The following morning we slept in a little bit and woke up to a quite home – everyone had left early. We had already discussed our plans with Andrey, who recommended a few places we should not miss. We headed east and soon found a local park full of white animal sculptures and a few traditional homes. I found the contrast between them and the surrounding buildings quite interesting. Later on we came across a Harley Davison shop and did our best not to drool on the sexy bikes for sale…
The first stop was the local market, where we found a few fruits and cuts of meat we had never seen before, that we have not yet managed to identify (and in the latter case, didn’t want to). We picked up some vegies to take advantage of the kitchen and make a meal. The market was not too big, but the produce was fresh and the locals quite lovely.
We kept walking around, enjoying this bustling city and all it has to offer. We stopped at a gorgeous little café for some famous Vietnamese coffee and to escape the heat for a while. A few shops caught our attention here and there, and we checked some out, admiring the craft style and the variety of products in offer. We eventually visited two different supermarkets, comparing prices and getting ready to cook something delicious for our hosts. We chose a small road to take us back home, and fell into the daily rhythm of the locals.
The next day we set up to explore the city centre. The first challenge was finding the bus stop, but with a little bit of help from natives we did that promptly and were on our way. We were amused to notice how efficient the bus boy (that collects the fares) was. After so long in SE, where most workers spend 90% of the time on their phones and are really good at avoiding responsibilities, seeing this man work was delightful. We kept noticing a similar pattern anywhere we went: Vietnamese work ethics, as far as we observed, are vastly superior to those of the neighbouring countries.
Once in the centre, we walked around a few parks and visited the local tourist trap/market. I stopped to ask about a sports bra at a shop and almost did not make it out alive. It was insane. Another difference we quickly noticed, the locals have no inhibition towards putting their hands on you, and I came rather close to using Aikido to get one of the sellers to let me go after being denied freedom three times…Eventually we escaped and continued on our way. A coconut vendor befriended us and let us take photos with his gear. He seemed rather disappointed when we still did not want to buy a drink off him 😛
We strolled around exploring different areas, and we only sat down for a few minutes to have an iced coffee at a local stall. The amount of government propaganda that crowds the billboards surprised us greatly, and as we paid closer attention we found more and more of it everywhere. Eventually we stumbled upon a gigantic colonial building, accompanied by a marvellous statue of the revolutionary hero Ho Chi Minh. Lastly we encountered the waterfront, adorned with hundreds of flowers, getting ready for the spring festival to come.

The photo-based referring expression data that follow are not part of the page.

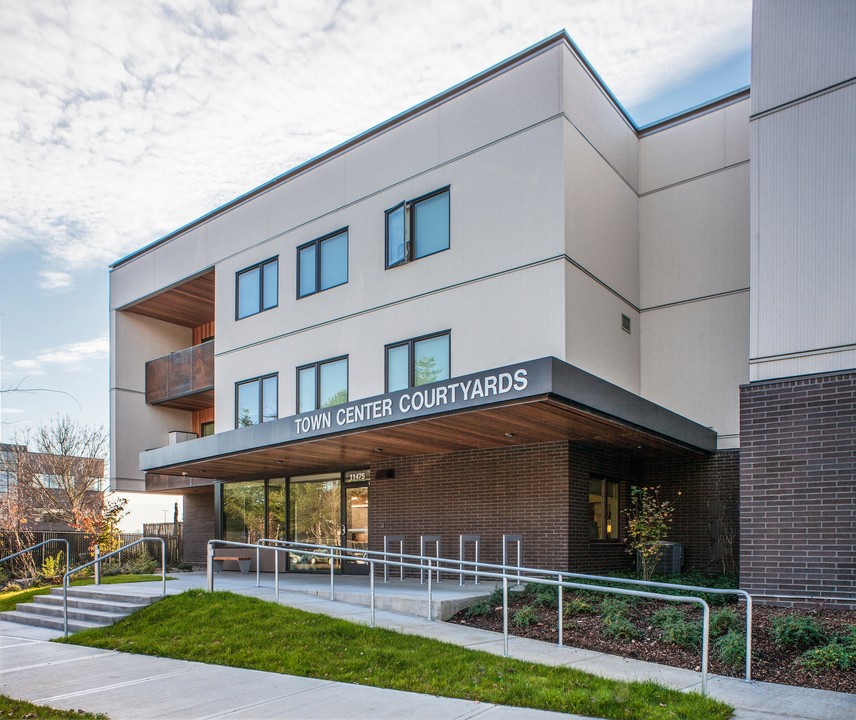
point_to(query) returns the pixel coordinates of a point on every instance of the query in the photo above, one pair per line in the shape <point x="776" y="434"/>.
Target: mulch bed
<point x="769" y="663"/>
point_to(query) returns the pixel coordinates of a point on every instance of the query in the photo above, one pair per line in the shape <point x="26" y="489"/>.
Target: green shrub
<point x="836" y="655"/>
<point x="667" y="616"/>
<point x="620" y="627"/>
<point x="722" y="621"/>
<point x="480" y="609"/>
<point x="578" y="606"/>
<point x="614" y="607"/>
<point x="53" y="566"/>
<point x="731" y="648"/>
<point x="525" y="617"/>
<point x="544" y="595"/>
<point x="797" y="631"/>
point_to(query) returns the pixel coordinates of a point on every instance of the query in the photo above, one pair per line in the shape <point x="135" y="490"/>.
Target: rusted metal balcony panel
<point x="183" y="379"/>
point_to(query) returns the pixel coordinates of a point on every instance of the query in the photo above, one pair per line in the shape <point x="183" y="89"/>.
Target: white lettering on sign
<point x="416" y="400"/>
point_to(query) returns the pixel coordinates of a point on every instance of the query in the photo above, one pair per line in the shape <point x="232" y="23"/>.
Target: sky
<point x="122" y="121"/>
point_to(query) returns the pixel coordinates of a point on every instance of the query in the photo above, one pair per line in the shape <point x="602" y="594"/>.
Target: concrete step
<point x="94" y="603"/>
<point x="44" y="621"/>
<point x="88" y="607"/>
<point x="99" y="617"/>
<point x="93" y="592"/>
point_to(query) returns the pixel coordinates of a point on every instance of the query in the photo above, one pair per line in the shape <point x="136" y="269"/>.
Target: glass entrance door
<point x="315" y="516"/>
<point x="356" y="527"/>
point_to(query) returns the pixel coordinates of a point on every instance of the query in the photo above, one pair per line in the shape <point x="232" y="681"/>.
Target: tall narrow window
<point x="418" y="361"/>
<point x="256" y="401"/>
<point x="417" y="228"/>
<point x="256" y="288"/>
<point x="603" y="509"/>
<point x="322" y="264"/>
<point x="322" y="384"/>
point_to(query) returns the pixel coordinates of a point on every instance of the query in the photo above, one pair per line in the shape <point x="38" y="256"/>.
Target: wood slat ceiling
<point x="189" y="304"/>
<point x="533" y="421"/>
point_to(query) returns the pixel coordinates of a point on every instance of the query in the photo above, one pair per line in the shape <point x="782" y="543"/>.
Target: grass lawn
<point x="8" y="600"/>
<point x="226" y="629"/>
<point x="11" y="708"/>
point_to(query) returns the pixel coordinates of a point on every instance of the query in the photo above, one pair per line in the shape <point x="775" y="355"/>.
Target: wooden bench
<point x="242" y="560"/>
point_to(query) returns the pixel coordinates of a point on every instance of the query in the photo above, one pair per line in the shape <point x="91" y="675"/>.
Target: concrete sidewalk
<point x="205" y="691"/>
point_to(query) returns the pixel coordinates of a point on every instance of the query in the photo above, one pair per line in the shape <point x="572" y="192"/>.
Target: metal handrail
<point x="97" y="561"/>
<point x="332" y="552"/>
<point x="37" y="546"/>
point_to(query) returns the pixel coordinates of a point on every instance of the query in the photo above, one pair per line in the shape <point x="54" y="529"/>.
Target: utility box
<point x="671" y="561"/>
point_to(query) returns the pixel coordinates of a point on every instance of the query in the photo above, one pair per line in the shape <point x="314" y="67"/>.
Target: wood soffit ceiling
<point x="189" y="304"/>
<point x="519" y="423"/>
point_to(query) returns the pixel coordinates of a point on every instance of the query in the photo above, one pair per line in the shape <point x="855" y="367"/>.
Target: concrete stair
<point x="88" y="607"/>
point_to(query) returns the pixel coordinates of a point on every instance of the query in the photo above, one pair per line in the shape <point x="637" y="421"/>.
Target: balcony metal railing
<point x="503" y="573"/>
<point x="174" y="379"/>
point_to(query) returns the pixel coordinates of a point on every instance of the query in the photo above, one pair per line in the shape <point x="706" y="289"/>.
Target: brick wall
<point x="584" y="554"/>
<point x="705" y="492"/>
<point x="798" y="491"/>
<point x="521" y="490"/>
<point x="198" y="526"/>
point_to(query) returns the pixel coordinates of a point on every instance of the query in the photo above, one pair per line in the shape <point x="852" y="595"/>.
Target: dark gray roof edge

That night we enjoyed a marvellous dinner with our hosts and a friend of theirs that had come to visit and brought a lot of fun and crazy products from their home country, Russia. We were lucky to taste some of that countries cuisine, including the ever popular buckwheat. We exchanged stories and played some music. It was a lovely night.
The following day we all had a late bus to catch, and Tim and I decided to enjoy the building facilities. We got a free entry card to use the pool and gym, so we spent the day lazing around in the sun and punching bags. For dinner we made a big pot of chilli and later we shared a taxi into town with our hosts, to take an overnight bus to our next destination: Da Lat, the flower city.